Fui à Cruzeiro do Oeste, no Paraná, minha terra natal, e passei em frente ao Educandário Nossa Senhora de Fátima, também chamado, pelos íntimos, de Colégio das Irmãs. Obviamente um colégio de freiras, católico. Foi ali que entre 1986 e 1988 cursei a Pré-Escola, o Primeiro e o Segundo ano do que, naquele tempo, chamávamos de Primário. Dentre um trilhão de coisas, sensações, cheiros e sentimentos despertados, me lembrei da Lúcia.

Lúcia era a menor aluna da sala; bem magra; cabelos loiros, meio sebosos e desarrumados; de pele sempre corada de sol e com uns riscos de terra nas bochechas, às vezes na testa, às vezes nos dois; tinha os olhos verdes - talvez os primeiros olhos verdes que vi na vida – para os quais quase nunca olhava, pois ela passava a maior parte do tempo dormindo na aula, e como era natural meninos e meninas não se misturassem no "recreio", conversávamos pouco, se é que conversamos algum dia. Não lembro se foi no primeiro, no segundo, ou nos dois anos que estudamos juntos, só sei que isto está na minha memória há quase 30 anos.

As aulas começavam às oito da manhã, e até perto do recreio, umas nove e meia, só se viam os cabelos da Lúcia esparramados na carteira, cobrindo seu rosto, enquanto dormia. Era assim todos os dias, e eu ficava pensando no tanto de aula que ela estava perdendo. Às vezes, eu a invejava quando era eu quem estava morrendo de sono e a professora não me deixava dormir daquele jeito.

Não lembro se foi a Tia Terezinha, do primeiro ano, ou a Tia Hilda, do segundo que, quando próximos da hora do recreio, acordou a Lúcia com bastante delicadeza e pediu, cochichando em seu ouvido, pra que ela fosse lavar o rosto. Quando Lúcia saiu da sala, a professora disse: "Tadinha, ajuda os pais, na roça, todos os dias antes de vir pra aula..."

Senti uma mistura de culpa com alívio, entendi porquê ela podia dormir na aula e eu não. Percebi o quão sortudo eu era, por não ter que acordar todos os dias às três da manhã para ajudar meus pais na roça antes da aula – foi o que me disseram, mais tarde, era a rotina dos "boia-frias". Me ocorreu, pela primeira vez, que as vidas dos outros podem ser muito diferentes da minha.
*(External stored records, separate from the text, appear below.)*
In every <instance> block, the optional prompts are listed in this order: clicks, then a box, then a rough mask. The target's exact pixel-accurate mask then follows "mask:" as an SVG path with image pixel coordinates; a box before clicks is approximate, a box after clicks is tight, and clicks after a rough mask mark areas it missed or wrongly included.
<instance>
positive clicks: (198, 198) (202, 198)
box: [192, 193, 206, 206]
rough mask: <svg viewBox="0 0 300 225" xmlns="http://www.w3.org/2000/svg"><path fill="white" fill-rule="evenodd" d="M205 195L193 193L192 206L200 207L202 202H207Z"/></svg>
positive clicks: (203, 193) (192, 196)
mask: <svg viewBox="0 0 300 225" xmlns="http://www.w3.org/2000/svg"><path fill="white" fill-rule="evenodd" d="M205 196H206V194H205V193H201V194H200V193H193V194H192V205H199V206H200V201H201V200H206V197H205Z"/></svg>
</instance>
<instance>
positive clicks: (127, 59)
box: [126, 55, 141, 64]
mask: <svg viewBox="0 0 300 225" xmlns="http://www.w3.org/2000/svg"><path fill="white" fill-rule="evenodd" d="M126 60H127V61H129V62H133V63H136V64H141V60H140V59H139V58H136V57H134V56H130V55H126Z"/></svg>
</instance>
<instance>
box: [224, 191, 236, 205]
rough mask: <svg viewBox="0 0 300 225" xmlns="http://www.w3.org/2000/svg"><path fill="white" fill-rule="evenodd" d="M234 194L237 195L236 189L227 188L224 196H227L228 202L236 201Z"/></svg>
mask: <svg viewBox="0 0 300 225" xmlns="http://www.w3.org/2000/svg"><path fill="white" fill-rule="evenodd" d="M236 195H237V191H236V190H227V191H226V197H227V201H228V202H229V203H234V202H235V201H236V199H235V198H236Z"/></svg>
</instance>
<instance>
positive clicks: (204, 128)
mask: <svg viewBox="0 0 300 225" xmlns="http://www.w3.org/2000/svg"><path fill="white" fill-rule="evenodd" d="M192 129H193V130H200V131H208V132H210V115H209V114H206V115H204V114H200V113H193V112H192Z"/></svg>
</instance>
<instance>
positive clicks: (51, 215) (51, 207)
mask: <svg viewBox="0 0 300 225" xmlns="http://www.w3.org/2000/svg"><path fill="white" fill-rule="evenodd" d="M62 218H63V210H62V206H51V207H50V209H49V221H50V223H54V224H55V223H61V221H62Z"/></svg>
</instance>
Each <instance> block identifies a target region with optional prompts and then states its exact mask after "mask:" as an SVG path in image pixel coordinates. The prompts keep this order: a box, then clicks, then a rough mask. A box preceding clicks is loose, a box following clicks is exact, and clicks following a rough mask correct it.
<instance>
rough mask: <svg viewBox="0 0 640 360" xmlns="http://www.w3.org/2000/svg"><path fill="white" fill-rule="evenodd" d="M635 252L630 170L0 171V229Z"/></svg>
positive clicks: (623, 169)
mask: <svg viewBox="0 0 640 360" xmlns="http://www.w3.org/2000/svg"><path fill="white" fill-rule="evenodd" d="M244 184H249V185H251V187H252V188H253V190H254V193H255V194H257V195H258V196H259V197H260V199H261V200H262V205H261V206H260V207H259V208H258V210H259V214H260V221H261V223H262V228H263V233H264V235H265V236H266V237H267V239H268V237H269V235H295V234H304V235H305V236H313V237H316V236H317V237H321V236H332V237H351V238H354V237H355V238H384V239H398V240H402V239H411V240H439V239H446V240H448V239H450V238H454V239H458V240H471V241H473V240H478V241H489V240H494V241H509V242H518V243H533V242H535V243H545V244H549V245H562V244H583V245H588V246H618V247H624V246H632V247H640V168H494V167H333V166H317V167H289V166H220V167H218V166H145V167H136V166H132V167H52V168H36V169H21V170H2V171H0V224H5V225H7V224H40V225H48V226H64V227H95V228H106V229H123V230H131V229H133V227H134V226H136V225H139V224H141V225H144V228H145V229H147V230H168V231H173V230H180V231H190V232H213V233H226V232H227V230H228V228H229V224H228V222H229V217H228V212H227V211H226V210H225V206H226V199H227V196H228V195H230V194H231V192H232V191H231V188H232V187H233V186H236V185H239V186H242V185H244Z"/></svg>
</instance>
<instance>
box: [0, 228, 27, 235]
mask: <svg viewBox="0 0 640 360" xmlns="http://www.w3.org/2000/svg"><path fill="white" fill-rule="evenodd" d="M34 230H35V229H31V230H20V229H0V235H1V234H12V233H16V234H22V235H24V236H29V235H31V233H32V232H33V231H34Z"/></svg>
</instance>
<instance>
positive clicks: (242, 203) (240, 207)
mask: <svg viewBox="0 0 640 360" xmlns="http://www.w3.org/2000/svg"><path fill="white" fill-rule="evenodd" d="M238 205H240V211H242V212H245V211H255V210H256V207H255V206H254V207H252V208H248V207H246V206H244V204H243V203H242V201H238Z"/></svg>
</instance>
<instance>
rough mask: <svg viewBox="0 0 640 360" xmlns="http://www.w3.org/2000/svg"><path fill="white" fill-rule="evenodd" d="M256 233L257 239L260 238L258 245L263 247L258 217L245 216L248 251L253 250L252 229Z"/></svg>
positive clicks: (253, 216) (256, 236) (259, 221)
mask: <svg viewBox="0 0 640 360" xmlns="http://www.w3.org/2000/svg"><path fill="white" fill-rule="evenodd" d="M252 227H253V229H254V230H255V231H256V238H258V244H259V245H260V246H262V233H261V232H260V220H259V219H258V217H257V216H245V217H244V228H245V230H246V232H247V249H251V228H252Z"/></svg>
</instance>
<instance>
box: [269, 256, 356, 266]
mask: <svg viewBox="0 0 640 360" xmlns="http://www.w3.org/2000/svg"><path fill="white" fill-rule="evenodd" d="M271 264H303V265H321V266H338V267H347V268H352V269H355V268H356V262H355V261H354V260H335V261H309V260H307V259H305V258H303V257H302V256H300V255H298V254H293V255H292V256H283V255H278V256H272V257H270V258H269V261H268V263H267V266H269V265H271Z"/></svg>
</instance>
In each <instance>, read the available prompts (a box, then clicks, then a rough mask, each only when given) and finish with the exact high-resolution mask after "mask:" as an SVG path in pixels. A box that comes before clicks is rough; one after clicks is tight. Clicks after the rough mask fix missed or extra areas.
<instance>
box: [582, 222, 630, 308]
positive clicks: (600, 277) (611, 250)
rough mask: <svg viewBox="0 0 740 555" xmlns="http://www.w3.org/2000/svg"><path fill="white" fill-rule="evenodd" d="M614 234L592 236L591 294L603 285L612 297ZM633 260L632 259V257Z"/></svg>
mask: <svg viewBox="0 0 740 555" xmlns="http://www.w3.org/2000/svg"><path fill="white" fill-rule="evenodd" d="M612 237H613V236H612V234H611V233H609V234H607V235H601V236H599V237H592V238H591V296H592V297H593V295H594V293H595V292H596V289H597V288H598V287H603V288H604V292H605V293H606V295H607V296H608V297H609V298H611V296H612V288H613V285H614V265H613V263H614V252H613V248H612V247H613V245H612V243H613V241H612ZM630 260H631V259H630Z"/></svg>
É claro que tudo isso aconteceu com uma profundidade de uma poça d´água na minha mente infantil, mas foi marcante.

Não dominava os conceitos, mas o sentimento e o exemplo foram gravados em mim. Por isso foi fácil entender, durante a faculdade de Direito, a Isonomia de Aristóteles, que diz: "devemos tratar igualmente os iguais e desigualmente os desiguais, na medida de sua desigualdade"; ou aquela palestra espírita na qual diziam que "não devemos julgar os outros, pois não sabemos a batalha diária de cada um, das limitações que tem e o peso que carrega no coração". Foi só me lembrar da Lúcia.

Em 1989, me mudei de cidade e nunca mais soube daquela amiguinha, mas espero que ela tenha conseguido, de alguma forma, ser feliz. Muito obrigado, Lúcia e professora, os seus pequenos, mas pertinentes exemplos, ainda fazem toda a diferença.